ValueError: invalid subscript '{' in einstein sum subscripts string, subscripts must be letters
如果s>26
,则'a'+s
是错误的:
In [424]: ''.join([chr(ord('A')+i) for i in range(0,26)])
Out[424]: 'ABCDEFGHIJKLMNOPQRSTUVWXYZ'
In [425]: ''.join([chr(ord('a')+i) for i in range(0,26)])
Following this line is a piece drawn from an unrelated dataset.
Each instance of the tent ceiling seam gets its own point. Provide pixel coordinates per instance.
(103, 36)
Out[425]: 'abcdefghijklmnopqrstuvwxyz'
In [435]: ''.join([chr(ord('a')+i) for i in range(26,52)])
Out[435]: '{|}~\x7f\x80\x81\x82\x83\x84\x85\x86\x87\x88\x89\x8a\x8b\x8c\x8d\x8e\x8f\x90\x91\x92\x93\x94'
'a'+s
是错误的;应该是:
In [436]: ''.join([chr(ord('a')+i-26) for i in range(26,52)])
Out[436]: 'abcdefghijklmnopqrstuvwxyz'
我提交了 https://github.com/numpy/numpy/issues/7741
一直存在此错误表明子列表格式并不常见,并且在该列表中使用大数字的频率更低.
The existence of this bug after all this time indicates that the sublist format is not common, and that using large numbers in that list is even less frequent.
这篇关于我可以在numpy.einsum中使用超过26个字母吗?的文章就介绍到这了,希望我们推荐的答案对大家有所帮助,也希望大家多多支持!